4.5/5 Stars Fast-Paced, High-Octane, Unrelenting High Fantasy

I have been eying this book for a while, drawn by the amazing cover art and intrigued by the description. It has been out for a while (released in 2011) and looks to have gone through several editorial sweeps since then.

This is high-fantasy and the story captures mythical and fantastical creatures from across the wide spectrum of the genre and mashes them together brilliantly. Now I know reading is very subjective, it’s a bit like baking a cake. Some readers will love what the author has done and embrace the stereotypes that are unabashedly used, others won’t. Some like a dark rich chocolate cake, I don’t. The thing is, I don’t eat dark chocolate cake and so if you read the description and like the sound of it, then you will love the book because it delivers on that promise. If you don’t then don’t eat the cake, it is not for you.

So first up, I loved the story, it was well-plotted with loads of twists and turns and ladened with action that is pretty much unrelenting. The descriptive narrative was vivid and sketched wonderful images in my mind.

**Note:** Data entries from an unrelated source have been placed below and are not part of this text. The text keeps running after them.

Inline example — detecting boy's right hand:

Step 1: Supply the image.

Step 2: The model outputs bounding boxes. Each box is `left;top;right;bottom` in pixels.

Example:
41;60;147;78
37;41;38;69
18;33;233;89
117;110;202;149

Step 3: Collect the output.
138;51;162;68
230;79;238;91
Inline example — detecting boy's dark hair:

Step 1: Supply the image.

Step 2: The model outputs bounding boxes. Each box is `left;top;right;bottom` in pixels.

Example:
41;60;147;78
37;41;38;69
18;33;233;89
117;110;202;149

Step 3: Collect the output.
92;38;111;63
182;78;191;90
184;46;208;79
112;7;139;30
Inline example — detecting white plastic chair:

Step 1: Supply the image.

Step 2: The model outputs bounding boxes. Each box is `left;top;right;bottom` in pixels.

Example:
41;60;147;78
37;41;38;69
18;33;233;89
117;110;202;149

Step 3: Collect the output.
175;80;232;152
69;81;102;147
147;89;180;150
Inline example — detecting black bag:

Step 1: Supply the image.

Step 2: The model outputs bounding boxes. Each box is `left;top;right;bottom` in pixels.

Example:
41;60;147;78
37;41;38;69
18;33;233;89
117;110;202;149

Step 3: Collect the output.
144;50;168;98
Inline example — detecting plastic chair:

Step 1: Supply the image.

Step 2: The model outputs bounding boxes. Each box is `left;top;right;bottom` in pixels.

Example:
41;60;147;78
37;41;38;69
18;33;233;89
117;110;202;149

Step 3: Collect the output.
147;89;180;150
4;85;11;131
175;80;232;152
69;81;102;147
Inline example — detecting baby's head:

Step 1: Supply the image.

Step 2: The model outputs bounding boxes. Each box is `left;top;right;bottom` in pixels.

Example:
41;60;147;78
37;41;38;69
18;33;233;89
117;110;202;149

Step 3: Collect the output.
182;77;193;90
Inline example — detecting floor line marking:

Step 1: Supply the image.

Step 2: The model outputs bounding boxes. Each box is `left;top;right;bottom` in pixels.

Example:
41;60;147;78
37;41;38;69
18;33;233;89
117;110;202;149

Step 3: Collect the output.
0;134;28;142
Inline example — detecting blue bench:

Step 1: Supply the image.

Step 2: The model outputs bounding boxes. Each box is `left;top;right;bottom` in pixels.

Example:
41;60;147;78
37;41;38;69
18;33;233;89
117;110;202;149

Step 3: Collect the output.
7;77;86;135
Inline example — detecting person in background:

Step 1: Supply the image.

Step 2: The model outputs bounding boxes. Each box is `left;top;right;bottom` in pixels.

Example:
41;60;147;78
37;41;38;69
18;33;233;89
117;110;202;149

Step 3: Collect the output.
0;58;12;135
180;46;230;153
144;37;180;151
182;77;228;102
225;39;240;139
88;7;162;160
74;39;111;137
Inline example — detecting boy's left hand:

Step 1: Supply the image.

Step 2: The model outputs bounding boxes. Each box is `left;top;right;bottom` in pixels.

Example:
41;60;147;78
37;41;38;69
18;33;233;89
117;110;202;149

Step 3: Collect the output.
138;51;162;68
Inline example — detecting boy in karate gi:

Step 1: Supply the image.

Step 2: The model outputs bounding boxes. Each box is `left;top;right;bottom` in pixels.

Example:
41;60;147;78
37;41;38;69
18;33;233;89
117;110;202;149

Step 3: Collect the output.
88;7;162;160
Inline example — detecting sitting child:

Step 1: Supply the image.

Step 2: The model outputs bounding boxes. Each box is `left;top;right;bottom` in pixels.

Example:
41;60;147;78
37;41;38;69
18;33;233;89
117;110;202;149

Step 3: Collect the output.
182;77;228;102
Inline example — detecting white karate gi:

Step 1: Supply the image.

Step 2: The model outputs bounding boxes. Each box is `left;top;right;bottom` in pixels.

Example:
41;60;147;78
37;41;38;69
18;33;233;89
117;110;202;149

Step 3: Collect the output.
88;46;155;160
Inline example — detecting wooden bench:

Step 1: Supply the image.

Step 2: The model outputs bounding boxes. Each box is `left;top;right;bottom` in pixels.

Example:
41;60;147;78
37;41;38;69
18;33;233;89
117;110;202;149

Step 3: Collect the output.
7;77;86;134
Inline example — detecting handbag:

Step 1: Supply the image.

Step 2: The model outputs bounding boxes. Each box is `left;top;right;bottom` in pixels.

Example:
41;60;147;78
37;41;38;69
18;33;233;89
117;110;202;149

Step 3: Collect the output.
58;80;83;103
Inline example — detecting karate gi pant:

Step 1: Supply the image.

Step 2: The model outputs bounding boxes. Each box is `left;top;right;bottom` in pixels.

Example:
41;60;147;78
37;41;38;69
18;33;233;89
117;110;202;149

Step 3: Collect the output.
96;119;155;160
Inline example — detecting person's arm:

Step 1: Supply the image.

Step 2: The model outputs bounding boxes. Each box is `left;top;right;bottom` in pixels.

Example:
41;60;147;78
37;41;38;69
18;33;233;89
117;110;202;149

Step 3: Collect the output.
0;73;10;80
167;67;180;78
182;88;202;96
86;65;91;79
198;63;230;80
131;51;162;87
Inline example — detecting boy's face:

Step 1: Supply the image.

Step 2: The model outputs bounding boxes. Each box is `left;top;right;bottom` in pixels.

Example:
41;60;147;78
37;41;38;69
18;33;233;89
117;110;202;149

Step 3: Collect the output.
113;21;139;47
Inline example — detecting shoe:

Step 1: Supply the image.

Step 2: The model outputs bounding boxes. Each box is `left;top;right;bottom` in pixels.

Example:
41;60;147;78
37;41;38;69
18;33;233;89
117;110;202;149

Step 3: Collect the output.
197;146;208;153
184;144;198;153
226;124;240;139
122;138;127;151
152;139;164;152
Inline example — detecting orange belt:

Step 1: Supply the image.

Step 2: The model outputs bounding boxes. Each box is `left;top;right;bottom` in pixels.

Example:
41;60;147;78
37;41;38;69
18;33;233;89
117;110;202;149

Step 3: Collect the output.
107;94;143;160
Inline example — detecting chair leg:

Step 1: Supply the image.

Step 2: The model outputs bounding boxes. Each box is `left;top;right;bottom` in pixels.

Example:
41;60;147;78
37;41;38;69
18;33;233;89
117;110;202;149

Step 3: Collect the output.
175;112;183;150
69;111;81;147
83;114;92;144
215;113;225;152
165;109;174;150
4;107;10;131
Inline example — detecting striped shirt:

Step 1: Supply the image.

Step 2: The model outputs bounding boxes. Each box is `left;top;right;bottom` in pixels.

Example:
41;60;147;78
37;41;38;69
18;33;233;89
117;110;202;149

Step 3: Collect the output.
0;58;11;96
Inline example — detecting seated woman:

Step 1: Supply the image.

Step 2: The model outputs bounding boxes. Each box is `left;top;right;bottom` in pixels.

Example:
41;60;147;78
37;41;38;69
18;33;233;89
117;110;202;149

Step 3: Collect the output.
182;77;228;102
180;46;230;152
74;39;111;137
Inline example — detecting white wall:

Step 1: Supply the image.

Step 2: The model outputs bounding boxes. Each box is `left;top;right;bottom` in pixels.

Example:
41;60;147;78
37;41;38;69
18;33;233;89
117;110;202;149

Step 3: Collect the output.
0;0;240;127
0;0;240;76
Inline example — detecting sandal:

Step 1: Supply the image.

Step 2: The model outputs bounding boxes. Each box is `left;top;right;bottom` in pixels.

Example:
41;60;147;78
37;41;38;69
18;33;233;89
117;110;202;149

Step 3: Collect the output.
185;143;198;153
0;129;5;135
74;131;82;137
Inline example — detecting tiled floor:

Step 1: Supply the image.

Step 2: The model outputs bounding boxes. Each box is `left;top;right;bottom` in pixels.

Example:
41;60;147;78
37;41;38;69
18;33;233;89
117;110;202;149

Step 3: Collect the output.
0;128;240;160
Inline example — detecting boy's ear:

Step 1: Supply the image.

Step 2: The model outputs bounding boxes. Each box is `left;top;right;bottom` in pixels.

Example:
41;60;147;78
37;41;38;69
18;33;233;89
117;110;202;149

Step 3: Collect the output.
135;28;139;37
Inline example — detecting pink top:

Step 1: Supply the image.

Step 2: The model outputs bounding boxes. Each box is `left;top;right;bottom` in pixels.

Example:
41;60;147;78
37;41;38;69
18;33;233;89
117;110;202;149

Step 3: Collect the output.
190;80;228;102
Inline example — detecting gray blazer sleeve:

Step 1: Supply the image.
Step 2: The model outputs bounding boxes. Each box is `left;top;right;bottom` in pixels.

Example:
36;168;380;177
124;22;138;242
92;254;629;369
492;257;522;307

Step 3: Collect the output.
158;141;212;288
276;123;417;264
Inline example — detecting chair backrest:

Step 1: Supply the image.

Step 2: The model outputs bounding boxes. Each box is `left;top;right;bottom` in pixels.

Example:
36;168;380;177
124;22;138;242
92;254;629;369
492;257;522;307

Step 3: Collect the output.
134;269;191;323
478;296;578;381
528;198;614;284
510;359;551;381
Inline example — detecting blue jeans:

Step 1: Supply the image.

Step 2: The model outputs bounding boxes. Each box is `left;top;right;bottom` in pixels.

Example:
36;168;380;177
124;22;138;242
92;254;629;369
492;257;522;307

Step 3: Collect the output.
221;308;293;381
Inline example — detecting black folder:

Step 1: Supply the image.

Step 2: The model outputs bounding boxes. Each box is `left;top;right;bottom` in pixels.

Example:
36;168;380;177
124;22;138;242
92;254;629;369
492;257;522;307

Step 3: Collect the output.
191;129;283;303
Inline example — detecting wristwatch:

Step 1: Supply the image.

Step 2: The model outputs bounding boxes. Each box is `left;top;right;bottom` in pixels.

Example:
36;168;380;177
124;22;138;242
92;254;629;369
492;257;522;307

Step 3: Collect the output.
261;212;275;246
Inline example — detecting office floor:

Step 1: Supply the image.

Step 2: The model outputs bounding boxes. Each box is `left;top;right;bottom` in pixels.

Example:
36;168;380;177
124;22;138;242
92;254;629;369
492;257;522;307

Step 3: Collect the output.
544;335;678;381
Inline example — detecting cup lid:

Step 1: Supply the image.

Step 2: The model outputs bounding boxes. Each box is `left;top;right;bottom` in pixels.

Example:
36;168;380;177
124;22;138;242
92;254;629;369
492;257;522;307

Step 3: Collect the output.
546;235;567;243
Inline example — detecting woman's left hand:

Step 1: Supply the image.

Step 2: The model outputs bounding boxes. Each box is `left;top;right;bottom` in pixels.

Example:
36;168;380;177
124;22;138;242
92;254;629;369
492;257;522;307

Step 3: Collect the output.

The story is written in the 3rd person and is almost entirely focused around our protagonist, Farden, one of the few Written Mages. I loved the concept of a mage with an archaic script, a magical tome inked upon their back. Each Written’s script is uniquely crafted, once they pass the years of trials.

We join Farden, a hardened, lone-wolf mage (as most of the Written tend to be) as he battles a wyrm and so you get to see (read) him in action from the get-go. I must confess, I was not immediately drawn to our hero. He was dangerous and brooding but not particularly pleasant though as the story progressed I was sucked into his life and the little reveals that the author drops that added depth and reason to who/why he is like he is. By a third in I was invested in this guy.

Farden is flawed which seems to be a trait these days, you can’t have a hero unless he or she is flawed, and he has many, his temper and tendency to not trust or rely on others, his overriding desire to be better than his failed uncle which hinders him more than helps and his addiction. The addiction by the way is brilliantly written and wonderfully evoked and that in and of itself makes Farden pretty original in the genre. I liked that his addiction was an antithesis to his other addiction, magic.

The story was kind of machiavellian except that there were not enough characters of detail to add that much jeopardy. I  was not surprised by any of the twists but that does not mean they weren’t deliciously delivered and the scale of the badassery I fully admit to under-estimating.

At the end of the day, an author has one job to do and that is to tell a story that will keep their reader, at worst engaged and at best enthralled. Well, this story enthralled me. In fact, there are few writers, especially indie writers, that inspire me to want to write better and Ben did that for me.

I don’t need to tell you this but I will. I loved this story. It is like a guilty pleasure and the best news is, it’s only the first in the series.